Thirty years ago, Scene writer Christine Kreyling trained her attention on one downtown boulevard that looked, to her, like a huge mistake. City planners had proposed a massive arterial road in part to service a new downtown arena. Kreyling, along with other urban-design-minded locals, saw the city’s precious urban core facing an existential moment.

“The reason for the Franklin corridor was essentially to speed traffic through downtown,” Kreyling, who now lives in California, tells the Scene. “Rather than leaving an urban world down there, they wanted to put an interstate through SoBro — suburban logic applied to an urban context. We used to laugh at the fact that the fastest way to get from East Nashville to Vanderbilt was to cut right through the center of downtown because there was less traffic than the interstates.”

Suburban logic had guided Nashville under Jeff Browning, then director of city planning, who Kreyling says “spent his time planning subdivisions” and barred his planners from attending the Urban Design Forums she and others convened to debate and discuss Nashville’s urban design. They promoted walkability and dense, thriving neighborhoods that resembled the city life many attendees had experienced in New England and Europe. 

The conflicting visions mirrored a larger shift in American life playing out across the nation’s younger cities. Many had grown up in the automobile age and sprawled outward, divesting from inner cities in favor of suburban-seeking white flight. At the turn of the century, lower costs of living and the enduring vibrance of city life had started to generate interest in dense neighborhoods, again stretching social and economic fabric amid the urban reinvestment that played out in the 2000s and 2010s.

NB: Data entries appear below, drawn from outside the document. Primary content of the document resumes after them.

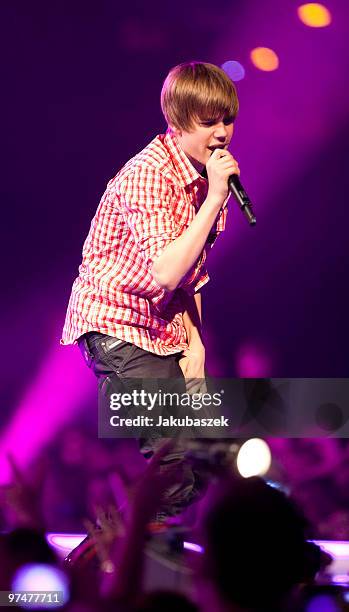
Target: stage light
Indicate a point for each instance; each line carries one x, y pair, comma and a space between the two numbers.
234, 70
264, 59
40, 577
63, 543
254, 458
314, 15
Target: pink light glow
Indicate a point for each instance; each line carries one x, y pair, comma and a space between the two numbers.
338, 549
253, 361
193, 547
58, 390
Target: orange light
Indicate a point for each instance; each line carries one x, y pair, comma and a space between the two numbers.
264, 59
314, 15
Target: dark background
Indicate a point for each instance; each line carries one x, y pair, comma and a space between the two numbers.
80, 92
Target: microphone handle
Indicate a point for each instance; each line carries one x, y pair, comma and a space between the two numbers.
241, 197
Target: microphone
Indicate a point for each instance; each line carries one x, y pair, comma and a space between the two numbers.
242, 198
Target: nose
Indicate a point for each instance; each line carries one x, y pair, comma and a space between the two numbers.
220, 131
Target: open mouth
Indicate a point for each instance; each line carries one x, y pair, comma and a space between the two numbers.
214, 147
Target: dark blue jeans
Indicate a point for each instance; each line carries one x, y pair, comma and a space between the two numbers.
113, 361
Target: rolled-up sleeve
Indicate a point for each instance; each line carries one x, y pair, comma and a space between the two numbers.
147, 200
146, 197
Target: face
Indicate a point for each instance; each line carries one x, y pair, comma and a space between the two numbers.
200, 142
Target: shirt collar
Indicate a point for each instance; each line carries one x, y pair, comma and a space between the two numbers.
185, 171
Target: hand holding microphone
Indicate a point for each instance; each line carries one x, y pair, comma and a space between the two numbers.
223, 176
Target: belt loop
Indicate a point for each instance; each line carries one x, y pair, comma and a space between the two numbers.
85, 349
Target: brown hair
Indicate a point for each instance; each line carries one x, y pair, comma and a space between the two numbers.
197, 91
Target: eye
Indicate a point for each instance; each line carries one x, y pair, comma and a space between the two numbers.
208, 123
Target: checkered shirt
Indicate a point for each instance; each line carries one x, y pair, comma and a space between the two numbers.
147, 205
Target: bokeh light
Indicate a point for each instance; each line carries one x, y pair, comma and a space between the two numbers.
254, 458
264, 59
41, 577
234, 70
253, 361
314, 15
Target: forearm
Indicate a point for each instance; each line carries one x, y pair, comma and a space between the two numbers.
192, 318
181, 255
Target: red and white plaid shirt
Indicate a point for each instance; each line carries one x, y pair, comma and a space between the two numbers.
146, 206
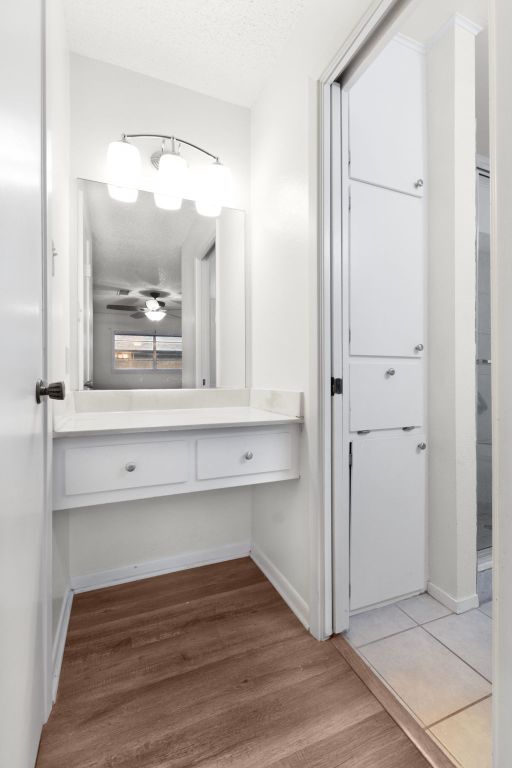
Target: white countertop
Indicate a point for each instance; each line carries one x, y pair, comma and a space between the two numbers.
119, 422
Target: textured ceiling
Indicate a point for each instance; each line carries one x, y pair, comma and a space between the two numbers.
138, 246
222, 48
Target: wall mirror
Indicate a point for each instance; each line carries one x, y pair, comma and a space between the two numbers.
161, 293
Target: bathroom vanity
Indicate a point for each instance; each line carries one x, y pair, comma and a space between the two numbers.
120, 445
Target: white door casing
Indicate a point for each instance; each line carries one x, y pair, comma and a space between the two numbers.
23, 585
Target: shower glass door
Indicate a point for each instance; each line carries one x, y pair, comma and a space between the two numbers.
483, 366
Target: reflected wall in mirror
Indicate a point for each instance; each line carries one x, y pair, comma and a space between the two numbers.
162, 294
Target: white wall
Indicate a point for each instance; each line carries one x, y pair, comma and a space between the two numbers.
452, 316
284, 286
501, 323
105, 102
112, 536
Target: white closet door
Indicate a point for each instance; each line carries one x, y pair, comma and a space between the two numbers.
385, 394
386, 125
386, 272
387, 529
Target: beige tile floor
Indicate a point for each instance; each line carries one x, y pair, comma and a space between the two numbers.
439, 665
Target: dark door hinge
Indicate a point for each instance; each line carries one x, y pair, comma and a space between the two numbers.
336, 386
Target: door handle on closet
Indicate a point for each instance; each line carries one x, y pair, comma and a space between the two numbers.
55, 391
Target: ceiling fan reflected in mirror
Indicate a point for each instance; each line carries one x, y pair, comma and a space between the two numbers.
154, 308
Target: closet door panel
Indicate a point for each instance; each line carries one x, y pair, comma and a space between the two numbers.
386, 394
386, 120
387, 555
386, 273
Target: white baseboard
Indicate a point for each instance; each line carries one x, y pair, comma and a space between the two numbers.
159, 567
283, 586
457, 606
60, 640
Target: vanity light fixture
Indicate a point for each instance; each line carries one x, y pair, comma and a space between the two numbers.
123, 168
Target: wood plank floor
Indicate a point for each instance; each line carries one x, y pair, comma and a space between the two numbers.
209, 667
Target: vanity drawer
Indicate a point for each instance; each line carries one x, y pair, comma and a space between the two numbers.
115, 467
243, 455
386, 395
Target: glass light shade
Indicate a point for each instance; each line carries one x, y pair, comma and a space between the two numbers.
214, 187
124, 194
155, 315
168, 203
206, 208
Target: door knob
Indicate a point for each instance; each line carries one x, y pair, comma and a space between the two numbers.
55, 391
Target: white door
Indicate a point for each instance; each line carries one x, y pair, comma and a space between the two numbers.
386, 272
387, 522
22, 432
386, 120
385, 394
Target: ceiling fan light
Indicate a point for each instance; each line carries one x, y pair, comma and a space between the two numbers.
123, 194
123, 164
155, 315
168, 203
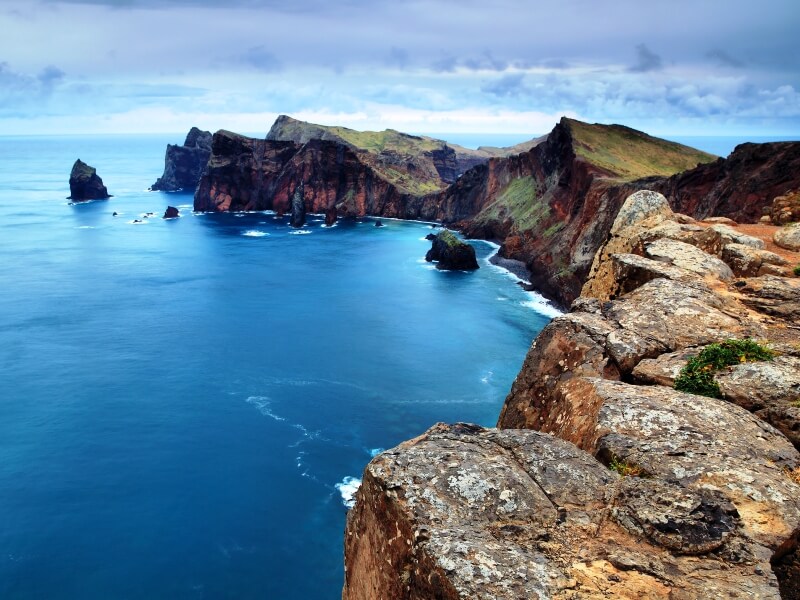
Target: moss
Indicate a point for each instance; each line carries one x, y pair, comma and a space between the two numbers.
626, 469
697, 377
629, 154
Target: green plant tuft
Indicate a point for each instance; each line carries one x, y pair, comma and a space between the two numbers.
625, 468
697, 377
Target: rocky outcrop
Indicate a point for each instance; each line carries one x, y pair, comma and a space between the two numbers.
708, 504
85, 184
463, 512
785, 209
183, 165
297, 209
788, 237
450, 253
741, 186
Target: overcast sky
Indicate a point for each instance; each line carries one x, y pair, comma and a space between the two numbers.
675, 67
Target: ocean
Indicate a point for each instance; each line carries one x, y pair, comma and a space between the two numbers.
186, 405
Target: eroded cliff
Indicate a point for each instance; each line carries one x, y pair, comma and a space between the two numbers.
603, 480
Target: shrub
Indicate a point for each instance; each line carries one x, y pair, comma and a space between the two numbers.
697, 377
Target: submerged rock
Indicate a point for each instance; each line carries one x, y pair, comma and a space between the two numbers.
85, 184
451, 253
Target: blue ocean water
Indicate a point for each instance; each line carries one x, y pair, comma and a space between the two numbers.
183, 402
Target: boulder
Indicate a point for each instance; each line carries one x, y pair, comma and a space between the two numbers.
85, 184
686, 256
747, 261
451, 253
731, 236
788, 237
183, 165
463, 512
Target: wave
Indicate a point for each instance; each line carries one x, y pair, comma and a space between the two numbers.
347, 488
541, 305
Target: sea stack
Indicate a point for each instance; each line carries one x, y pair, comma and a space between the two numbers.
84, 183
183, 165
298, 208
451, 253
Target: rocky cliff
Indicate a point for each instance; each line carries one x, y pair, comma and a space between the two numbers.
85, 184
183, 165
551, 206
603, 480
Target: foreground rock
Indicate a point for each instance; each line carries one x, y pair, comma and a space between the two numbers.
788, 237
183, 165
85, 184
470, 513
451, 254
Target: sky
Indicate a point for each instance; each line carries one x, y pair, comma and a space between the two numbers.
678, 67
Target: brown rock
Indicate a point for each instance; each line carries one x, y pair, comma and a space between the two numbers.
468, 513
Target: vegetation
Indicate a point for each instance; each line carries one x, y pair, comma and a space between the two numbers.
697, 377
625, 468
520, 202
629, 154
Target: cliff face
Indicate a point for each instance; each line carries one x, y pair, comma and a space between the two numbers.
603, 480
741, 186
183, 165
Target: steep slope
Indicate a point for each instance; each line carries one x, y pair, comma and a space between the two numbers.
183, 165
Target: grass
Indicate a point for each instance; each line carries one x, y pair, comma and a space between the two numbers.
629, 154
626, 469
520, 202
697, 377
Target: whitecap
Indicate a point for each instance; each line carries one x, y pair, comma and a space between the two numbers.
347, 488
541, 305
263, 403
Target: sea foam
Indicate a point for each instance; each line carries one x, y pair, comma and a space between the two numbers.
347, 488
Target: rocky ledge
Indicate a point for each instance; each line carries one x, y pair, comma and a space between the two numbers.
183, 165
85, 184
450, 253
602, 479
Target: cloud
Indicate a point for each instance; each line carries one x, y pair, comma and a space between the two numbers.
725, 59
506, 86
647, 60
261, 59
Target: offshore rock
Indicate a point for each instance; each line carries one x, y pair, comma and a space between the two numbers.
451, 254
788, 237
85, 184
298, 208
463, 512
183, 165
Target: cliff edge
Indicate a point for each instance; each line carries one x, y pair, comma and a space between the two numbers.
603, 480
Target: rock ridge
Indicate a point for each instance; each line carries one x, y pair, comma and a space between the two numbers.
545, 506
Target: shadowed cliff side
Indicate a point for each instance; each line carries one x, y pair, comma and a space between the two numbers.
627, 488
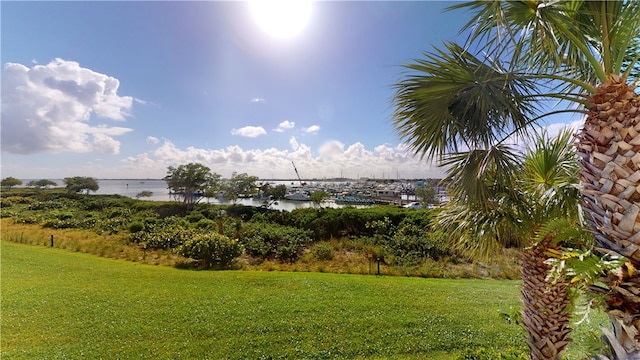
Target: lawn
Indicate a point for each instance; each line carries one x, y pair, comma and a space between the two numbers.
59, 304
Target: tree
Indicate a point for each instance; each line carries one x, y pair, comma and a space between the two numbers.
144, 193
10, 182
584, 53
427, 194
240, 185
189, 182
43, 183
81, 183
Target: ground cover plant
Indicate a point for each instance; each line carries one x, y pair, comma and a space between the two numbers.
157, 232
60, 304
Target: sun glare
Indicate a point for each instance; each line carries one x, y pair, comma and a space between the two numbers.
281, 18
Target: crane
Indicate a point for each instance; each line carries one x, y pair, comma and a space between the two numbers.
294, 168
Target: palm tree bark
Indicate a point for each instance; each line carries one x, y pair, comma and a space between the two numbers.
545, 313
609, 146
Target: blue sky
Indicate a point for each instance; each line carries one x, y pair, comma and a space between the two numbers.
126, 89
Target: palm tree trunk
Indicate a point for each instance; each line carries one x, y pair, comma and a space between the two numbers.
545, 303
609, 146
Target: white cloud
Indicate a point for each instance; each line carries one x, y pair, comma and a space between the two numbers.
312, 129
48, 108
249, 131
285, 125
333, 159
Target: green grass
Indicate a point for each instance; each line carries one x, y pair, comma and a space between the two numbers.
58, 304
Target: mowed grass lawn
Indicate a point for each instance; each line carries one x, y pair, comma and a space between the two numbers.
58, 304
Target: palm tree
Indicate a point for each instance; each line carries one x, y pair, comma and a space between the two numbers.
582, 52
515, 214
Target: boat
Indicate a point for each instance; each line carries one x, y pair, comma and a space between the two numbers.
297, 196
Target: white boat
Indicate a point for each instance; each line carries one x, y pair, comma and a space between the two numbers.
298, 196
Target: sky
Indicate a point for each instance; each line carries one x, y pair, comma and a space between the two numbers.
123, 90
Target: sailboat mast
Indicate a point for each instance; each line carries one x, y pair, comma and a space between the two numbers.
298, 175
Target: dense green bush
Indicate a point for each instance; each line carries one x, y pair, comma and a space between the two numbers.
271, 240
322, 252
136, 227
213, 249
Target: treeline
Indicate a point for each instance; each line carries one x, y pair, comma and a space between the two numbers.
215, 236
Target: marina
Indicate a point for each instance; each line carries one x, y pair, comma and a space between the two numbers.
342, 192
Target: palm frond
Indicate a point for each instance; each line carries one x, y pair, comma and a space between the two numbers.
453, 100
550, 173
476, 175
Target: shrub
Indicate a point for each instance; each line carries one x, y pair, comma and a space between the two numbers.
136, 227
207, 224
322, 252
272, 240
213, 249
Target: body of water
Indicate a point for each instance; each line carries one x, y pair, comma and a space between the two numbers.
132, 187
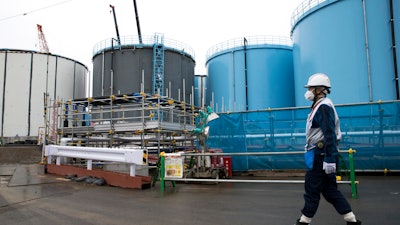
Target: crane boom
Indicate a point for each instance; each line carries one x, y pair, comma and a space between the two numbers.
43, 47
116, 25
137, 22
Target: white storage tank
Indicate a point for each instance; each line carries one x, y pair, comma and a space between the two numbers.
24, 78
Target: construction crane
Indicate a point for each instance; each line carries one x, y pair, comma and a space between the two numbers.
43, 47
137, 22
116, 25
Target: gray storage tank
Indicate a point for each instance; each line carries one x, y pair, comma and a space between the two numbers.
118, 68
353, 41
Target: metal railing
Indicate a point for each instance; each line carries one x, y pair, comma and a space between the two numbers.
163, 178
251, 41
305, 7
147, 40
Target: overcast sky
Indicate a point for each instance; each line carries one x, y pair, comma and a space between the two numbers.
73, 27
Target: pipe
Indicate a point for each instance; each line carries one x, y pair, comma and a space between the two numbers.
367, 51
102, 76
396, 75
30, 96
4, 94
245, 73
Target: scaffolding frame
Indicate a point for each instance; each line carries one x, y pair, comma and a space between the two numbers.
154, 122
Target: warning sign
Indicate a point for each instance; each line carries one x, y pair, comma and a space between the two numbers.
173, 165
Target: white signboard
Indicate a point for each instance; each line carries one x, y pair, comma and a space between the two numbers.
173, 165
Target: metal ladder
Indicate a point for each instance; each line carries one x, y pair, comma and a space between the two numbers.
158, 65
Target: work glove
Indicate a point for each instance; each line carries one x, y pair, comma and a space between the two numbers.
329, 167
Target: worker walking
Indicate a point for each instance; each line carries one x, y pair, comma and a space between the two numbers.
321, 155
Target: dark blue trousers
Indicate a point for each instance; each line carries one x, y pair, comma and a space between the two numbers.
317, 182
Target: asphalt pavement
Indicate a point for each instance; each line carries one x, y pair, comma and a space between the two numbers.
29, 196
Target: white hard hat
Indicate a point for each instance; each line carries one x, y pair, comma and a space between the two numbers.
318, 79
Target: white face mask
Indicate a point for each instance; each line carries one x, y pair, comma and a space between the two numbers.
309, 95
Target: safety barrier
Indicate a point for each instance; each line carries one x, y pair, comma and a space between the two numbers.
132, 157
163, 176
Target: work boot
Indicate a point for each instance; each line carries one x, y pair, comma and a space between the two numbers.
354, 223
300, 223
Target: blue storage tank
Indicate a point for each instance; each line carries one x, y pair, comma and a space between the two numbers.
250, 74
199, 90
353, 42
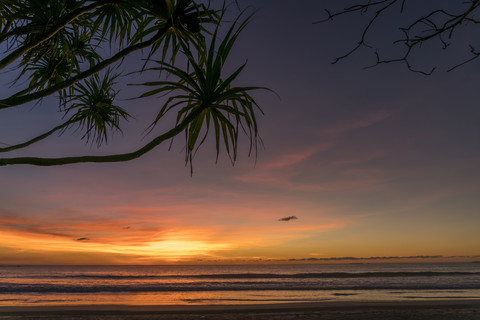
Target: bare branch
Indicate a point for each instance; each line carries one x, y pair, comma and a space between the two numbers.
439, 24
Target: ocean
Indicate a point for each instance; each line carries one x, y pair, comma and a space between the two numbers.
236, 284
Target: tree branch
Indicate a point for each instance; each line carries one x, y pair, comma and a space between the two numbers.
109, 158
24, 49
37, 139
16, 100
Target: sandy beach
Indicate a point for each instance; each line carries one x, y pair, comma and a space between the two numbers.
413, 310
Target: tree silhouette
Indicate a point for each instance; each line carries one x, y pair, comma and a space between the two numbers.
420, 23
55, 45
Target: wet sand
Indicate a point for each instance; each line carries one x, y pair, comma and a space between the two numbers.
412, 310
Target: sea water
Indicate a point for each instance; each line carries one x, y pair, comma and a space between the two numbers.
236, 284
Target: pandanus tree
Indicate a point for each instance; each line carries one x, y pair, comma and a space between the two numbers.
55, 45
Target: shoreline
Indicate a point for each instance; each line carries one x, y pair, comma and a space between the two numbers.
468, 309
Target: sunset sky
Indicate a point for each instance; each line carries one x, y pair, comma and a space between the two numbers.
377, 162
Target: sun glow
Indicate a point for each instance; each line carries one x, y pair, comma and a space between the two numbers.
170, 248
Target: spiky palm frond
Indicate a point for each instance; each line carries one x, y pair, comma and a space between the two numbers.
181, 19
217, 105
118, 20
94, 110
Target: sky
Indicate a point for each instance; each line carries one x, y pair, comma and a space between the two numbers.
373, 162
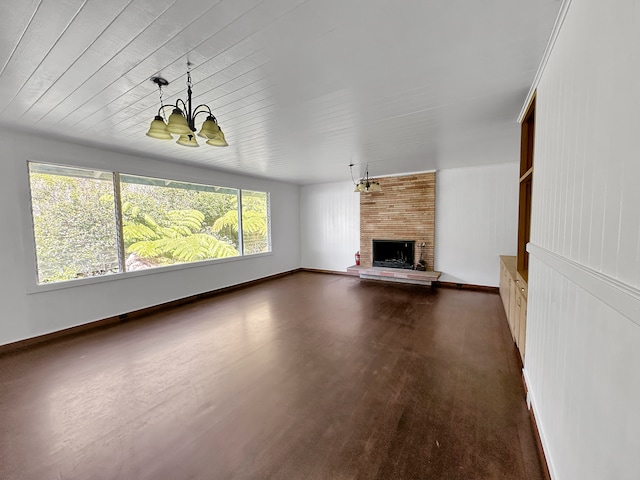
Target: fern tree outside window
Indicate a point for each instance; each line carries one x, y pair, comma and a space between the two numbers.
81, 216
167, 222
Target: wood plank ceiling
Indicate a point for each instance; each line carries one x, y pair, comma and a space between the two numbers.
300, 87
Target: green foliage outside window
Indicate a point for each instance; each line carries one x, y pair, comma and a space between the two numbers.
163, 222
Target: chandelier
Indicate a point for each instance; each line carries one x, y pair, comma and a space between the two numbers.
182, 121
365, 184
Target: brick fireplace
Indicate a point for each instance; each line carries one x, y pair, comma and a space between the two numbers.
404, 210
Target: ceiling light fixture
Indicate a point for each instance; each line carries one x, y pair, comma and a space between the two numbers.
182, 121
365, 184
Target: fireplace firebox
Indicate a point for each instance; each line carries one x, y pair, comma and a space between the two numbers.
393, 253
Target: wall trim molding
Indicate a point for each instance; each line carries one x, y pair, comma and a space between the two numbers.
562, 14
621, 297
531, 403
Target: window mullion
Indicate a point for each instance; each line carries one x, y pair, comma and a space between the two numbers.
118, 213
240, 230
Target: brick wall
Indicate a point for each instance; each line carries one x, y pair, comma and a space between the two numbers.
404, 210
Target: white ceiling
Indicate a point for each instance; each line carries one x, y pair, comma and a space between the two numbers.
301, 88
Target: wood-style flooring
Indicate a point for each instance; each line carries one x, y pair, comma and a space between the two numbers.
307, 376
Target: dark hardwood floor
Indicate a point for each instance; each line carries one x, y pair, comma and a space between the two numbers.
308, 376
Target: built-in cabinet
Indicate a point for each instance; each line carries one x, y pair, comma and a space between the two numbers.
514, 270
513, 291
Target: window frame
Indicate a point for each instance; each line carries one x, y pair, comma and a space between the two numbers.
35, 287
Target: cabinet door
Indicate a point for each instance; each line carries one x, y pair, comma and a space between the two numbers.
516, 316
522, 320
513, 293
504, 287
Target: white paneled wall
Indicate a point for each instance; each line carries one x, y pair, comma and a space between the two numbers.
586, 158
329, 226
581, 370
476, 221
583, 327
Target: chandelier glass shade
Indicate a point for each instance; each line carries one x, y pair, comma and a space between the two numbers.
182, 121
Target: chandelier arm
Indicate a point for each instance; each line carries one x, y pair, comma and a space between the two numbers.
351, 170
161, 109
184, 106
195, 110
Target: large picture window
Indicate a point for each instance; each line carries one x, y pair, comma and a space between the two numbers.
164, 223
80, 217
74, 222
255, 222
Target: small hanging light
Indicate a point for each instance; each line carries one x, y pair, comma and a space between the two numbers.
365, 184
182, 120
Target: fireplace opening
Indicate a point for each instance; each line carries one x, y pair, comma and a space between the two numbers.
393, 253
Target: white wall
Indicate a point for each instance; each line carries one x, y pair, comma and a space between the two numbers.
26, 315
476, 221
329, 225
583, 326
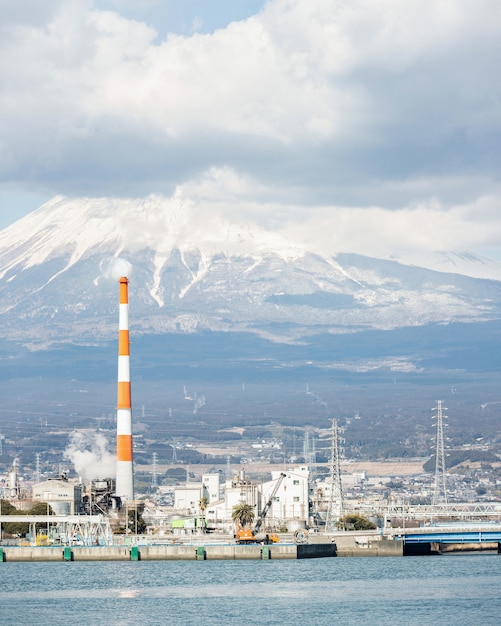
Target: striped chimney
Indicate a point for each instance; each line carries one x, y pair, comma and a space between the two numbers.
125, 481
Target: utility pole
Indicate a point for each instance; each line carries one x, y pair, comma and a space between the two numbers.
439, 490
336, 504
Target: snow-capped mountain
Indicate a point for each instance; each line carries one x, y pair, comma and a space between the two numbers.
59, 267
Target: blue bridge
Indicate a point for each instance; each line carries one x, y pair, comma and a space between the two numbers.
436, 535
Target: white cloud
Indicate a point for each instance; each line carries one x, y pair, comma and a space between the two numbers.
381, 116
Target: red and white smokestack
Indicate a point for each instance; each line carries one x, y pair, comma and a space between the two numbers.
125, 481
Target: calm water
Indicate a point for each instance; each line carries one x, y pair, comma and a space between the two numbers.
452, 589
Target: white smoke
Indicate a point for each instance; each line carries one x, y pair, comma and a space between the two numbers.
89, 453
115, 268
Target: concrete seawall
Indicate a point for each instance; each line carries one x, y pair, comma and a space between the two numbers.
166, 552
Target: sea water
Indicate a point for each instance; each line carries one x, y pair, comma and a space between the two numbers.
459, 589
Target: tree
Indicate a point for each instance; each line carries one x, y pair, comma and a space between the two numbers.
243, 513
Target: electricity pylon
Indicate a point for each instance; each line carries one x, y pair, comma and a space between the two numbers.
439, 490
336, 505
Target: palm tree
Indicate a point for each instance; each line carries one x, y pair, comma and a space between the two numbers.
243, 513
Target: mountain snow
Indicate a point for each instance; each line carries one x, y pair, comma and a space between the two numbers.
189, 271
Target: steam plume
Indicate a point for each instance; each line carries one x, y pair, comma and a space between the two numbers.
88, 451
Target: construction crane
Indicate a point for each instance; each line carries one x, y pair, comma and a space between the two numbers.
247, 535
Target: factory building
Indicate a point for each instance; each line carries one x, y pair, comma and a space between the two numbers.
64, 497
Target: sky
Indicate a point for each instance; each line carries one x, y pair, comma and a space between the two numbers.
370, 126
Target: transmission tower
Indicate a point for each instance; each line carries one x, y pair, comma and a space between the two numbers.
439, 490
37, 470
336, 506
154, 482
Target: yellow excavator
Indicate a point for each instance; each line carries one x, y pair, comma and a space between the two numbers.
246, 536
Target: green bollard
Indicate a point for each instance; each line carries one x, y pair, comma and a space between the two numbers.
67, 554
134, 554
200, 555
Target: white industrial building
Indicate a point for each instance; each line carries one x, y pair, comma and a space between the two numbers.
64, 497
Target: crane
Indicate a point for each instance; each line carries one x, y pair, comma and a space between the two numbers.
246, 535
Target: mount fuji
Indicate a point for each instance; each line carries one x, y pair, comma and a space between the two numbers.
188, 273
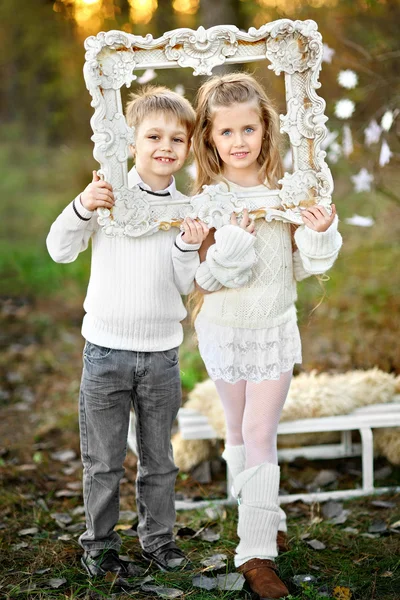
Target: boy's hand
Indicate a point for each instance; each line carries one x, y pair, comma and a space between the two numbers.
246, 223
317, 218
98, 194
194, 232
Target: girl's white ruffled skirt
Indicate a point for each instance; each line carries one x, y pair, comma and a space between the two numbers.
234, 353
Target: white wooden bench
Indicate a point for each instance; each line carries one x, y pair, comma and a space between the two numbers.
193, 425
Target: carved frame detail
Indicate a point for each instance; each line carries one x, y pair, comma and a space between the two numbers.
292, 47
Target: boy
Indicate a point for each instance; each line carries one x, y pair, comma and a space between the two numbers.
132, 330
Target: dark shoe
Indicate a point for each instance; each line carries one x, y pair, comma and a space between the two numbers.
167, 558
282, 541
261, 575
99, 563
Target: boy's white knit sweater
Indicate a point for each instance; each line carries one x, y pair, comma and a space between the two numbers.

“We were advocating for a different logic,” Kreyling says. “Multimodal transportation,  sidewalks, small-scale commercial businesses that you could walk to. That’s what we wanted to see more of, and that’s what we were debating.”

The year was 1995, but a major decision over Nashville’s East Bank has renewed a nearly identical debate in 2025. The same summer Kreyling returns to Nashville to commemorate 30 years since the tug-of-war over what is now Korean Veterans Boulevard — and 20 years since she laid out a new city design logic in 2005’s The Plan of Nashville: Avenues to a Great City — history is rhyming, pitting urban design principles against accommodating as many cars as possible. The anniversary highlights the essential need for rich public dialogue around residents’ shared vision for the city’s future.

Kreyling will commemorate the book’s 20th anniversary at a special Frist Art Museum panel on July 10, appearing alongside Metro planner Joni Williams, Civic Design Center co-founder and former board member Seab Tuck, and current Civic Design Center CEO Gary Gaston. The panel coincides with the Frist’s special exhibit on The Plan of Nashville, which opened July 4 and runs to Dec. 14 in the Conte Community Arts Gallery. 

The popular Urban Design Forums eventually became the Nashville Civic Design Center, which more recently became the Civic Design Center, a small but mighty nonprofit focused on building Nashville into a good city. The center has presided over the major political, demographic, economic and sociological shifts that have followed Nashville’s journey from an overlooked regional hub for business and education to a wealthy national hot spot driven by tourism and entertainment. Yet the fundamentals in Kreyling’s 2005 Plan still prove true and prescient. They present a mapped-and-planned vision for the modern qualities of life sought by much of Nashville’s booming population, slate of new businesses and flourishing civic character.

Urban design has also become a fixation within progressive politics. Walking, biking and public transportation have more widely been understood in recent years in terms of economic equity. Housing affordability ranks as a top issue for voters, especially in urban areas, translating bureaucratic matters of zoning and housing density into hot-button political issues. Thomas (Freddie) O’Connell is among the names listed in The Plan of Nashville’s inside cover; his commitment to so-called New Urbanism helped win over key constituencies in his 2023 mayoral campaign, just as a vision for a revitalized downtown helped Bill Purcell win the mayor’s office in 1999. Purcell, a longtime East Nashville fixture, penned the book’s introduction and was an early Urban Design Forum enthusiast. 

Today, Mayor O’Connell’s Planning Department is crosswise with the city’s design community over its apparent preference for an East Bank Boulevard that includes an extra car lane rather than protected bike lanes. 

“ It’s kind of bizarre the parallels between KVB and the East Bank Boulevard,” says Eric Hoke, design director at the Civic Design Center. “We’re rooted in car culture, and it takes a long time for a paradigm shift, especially in the built environment. The Planning Department says this should be a very walkable, livable, pedestrian-forward, multimodal neighborhood,  so it’s kind of funny that the very first big design decision they come out with is an auto-oriented plan. We’re emphasizing this topic pretty heavily, because we know it’s an important moment to influence design decisions that will pave the way for the future.”